手出しゼロで資産を再生?「等価交換」で古い土地を最新ビルに変える節税スキーム

投稿日:2026年04月11日

おはようございます。

名古屋の朝4時起きの税理士の丸山です。

手出しゼロで資産を再生?「等価交換」で古い土地を最新ビルに変える節税スキーム

土地はあるが「建てる資金」がない時の解決策

「先祖代々の土地が古くなってきたが、新しく建てるための借金はしたくない」

「相続した広い土地があるが、管理が大変で持て余している」

 

不動産オーナーが直面するこうした悩みに対する強力な解決策が「等価交換(とうかこうかん)」です。

これは、地主様が土地を提供し、ディベロッパー(建設業者)が建物を建てる代わりに、土地の一部と建物の区分所有権を交換する仕組みです。

自己資金(借金)を最小限に抑えつつ、資産を最新の収益物件に蘇らせることができます。

税金を「100%先送り」して資産を最大化する

本来、土地を手放して建物を得る行為は「土地を売った利益」に対して譲渡所得税がかかります。しかし、税務上の特例を賢く使うことで、その負担を劇的に減らすことが可能です。

 

「立体買換えの特例」で譲渡税を100%繰り延べ

一般的な事業用資産の買換え特例(80%の繰り延べ)とは異なり、この特例は要件を満たせば譲渡所得税を最大100%将来まで先送りにできます。

つまり、本来税金として消えてしまうはずだった資金を、そのまま「新しい建物の取得」に充てられるのです。

相続税評価額の圧縮

広い土地(更地)のまま持っているよりも、最新の賃貸マンションやビルの一部として保有する方が、借家権割合などの適用により相続税評価額が大きく下がります。

管理負担の劇的な軽減

古い建物の修繕や広い土地の管理コストから解放され、最新設備を備えた物件の「区分所有者」として安定した賃料収入を確保できます。

成功の鍵は「鑑定評価」による比率の妥当性

メリットの大きい等価交換ですが、ディベロッパーとの交渉のほか、ご自身の資産管理法人(同族会社)を絡めて事業を行う場合には、特に以下の点に注意が必要です。

「交換比率」の判定ミスは致命的

「土地の価値」と「建物の価値」のバランスが崩れていると、税務署から「どちらか一方が得をした=贈与を受けた」とみなされるリスクがあります。
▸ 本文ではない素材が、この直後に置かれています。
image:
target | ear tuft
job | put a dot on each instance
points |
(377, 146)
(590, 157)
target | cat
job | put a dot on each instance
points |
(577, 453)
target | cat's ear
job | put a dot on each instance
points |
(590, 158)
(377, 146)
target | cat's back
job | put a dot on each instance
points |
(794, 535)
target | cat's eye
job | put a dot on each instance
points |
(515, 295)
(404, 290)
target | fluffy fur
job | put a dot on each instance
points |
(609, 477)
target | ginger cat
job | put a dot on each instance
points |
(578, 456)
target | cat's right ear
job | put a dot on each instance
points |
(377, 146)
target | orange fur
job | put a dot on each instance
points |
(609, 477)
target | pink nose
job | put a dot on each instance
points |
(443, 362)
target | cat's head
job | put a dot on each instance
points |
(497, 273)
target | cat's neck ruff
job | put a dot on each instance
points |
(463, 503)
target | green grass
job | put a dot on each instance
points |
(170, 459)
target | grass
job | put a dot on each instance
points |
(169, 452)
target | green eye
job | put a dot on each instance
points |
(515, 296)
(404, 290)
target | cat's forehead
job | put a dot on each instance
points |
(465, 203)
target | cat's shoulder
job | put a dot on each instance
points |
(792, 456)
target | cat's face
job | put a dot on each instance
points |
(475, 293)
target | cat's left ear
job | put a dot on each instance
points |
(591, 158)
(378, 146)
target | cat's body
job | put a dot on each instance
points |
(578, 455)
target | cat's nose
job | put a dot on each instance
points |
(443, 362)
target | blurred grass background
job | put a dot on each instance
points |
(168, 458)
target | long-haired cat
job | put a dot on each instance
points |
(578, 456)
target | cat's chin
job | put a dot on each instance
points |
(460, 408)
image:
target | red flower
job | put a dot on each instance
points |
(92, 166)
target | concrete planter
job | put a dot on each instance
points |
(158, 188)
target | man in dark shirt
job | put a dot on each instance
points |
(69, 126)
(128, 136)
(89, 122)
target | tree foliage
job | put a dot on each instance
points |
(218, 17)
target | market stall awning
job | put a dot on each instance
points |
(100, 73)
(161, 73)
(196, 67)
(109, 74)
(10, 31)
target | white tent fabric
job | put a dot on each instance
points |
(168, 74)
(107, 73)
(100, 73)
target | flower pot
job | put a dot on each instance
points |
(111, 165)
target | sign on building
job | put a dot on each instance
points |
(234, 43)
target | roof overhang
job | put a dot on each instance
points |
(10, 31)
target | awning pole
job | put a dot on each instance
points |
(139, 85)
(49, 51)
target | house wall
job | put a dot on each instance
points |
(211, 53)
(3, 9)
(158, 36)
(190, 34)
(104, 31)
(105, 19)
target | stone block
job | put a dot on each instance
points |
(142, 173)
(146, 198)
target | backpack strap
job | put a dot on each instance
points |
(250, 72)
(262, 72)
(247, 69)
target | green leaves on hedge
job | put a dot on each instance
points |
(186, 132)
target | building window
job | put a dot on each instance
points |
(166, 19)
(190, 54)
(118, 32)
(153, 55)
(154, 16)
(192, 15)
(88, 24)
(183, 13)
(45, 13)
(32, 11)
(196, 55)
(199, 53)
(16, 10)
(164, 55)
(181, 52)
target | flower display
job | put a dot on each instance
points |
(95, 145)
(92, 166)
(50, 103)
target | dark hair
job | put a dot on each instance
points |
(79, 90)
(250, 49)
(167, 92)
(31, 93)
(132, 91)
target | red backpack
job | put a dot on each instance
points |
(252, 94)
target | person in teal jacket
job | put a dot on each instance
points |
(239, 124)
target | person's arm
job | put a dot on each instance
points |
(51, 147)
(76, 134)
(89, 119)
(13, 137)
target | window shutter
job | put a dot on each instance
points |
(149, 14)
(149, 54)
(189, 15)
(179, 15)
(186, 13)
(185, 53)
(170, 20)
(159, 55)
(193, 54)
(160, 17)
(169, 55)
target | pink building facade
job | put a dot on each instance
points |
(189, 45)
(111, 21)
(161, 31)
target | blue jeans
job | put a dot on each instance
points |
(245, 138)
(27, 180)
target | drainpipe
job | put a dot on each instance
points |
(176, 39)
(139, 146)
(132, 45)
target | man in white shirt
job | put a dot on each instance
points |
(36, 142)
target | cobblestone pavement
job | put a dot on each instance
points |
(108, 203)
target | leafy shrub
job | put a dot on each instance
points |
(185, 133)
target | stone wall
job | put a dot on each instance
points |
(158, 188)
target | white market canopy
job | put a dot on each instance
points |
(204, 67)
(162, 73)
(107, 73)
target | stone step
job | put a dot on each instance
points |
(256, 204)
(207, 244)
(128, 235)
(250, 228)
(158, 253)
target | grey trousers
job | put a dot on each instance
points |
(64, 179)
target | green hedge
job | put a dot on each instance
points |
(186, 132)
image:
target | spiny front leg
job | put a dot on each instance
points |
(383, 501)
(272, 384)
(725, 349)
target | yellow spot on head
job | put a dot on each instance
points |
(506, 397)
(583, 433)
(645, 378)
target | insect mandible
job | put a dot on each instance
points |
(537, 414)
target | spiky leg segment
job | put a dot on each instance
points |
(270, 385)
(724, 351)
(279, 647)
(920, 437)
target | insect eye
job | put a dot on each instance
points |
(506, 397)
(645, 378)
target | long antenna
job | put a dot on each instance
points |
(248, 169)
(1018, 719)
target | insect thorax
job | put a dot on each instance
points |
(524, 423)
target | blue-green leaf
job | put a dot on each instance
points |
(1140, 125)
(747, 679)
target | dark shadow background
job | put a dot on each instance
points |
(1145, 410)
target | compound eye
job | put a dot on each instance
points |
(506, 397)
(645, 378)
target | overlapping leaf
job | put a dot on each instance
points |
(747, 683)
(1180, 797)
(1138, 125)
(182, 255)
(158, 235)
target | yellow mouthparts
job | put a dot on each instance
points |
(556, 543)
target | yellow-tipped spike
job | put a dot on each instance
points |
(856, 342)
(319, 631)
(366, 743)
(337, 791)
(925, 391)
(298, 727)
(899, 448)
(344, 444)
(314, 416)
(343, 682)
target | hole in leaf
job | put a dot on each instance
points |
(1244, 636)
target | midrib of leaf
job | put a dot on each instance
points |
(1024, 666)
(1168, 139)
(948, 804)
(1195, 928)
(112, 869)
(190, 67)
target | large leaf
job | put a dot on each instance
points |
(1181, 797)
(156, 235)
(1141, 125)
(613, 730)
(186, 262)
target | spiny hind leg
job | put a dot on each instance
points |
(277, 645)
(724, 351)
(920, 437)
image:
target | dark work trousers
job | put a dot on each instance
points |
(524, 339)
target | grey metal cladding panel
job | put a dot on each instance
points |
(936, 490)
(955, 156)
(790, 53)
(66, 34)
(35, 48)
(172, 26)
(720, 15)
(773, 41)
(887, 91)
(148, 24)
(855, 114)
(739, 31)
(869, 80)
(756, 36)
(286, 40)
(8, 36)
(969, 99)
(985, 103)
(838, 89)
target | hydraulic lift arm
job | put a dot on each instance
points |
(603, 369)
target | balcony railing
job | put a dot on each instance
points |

路線価や固定資産税評価額だけでなく、専門家による鑑定評価に基づき、市場実態に即した「適正な時価」で比率を決めることが、否認されないための絶対条件です。

特例の適用要件は非常に細かい

この「立体買換えの特例」には、一般的な買換え特例のような土地の所有期間の縛り(10年超など)はありません。

短期所有の土地でも活用可能ですが、一方で「対象となるエリア(三大都市圏の既成市街地等など)」や「建築する建物の構造(地上3階建て以上の耐火共同住宅など)」といった細かいハードルがあります。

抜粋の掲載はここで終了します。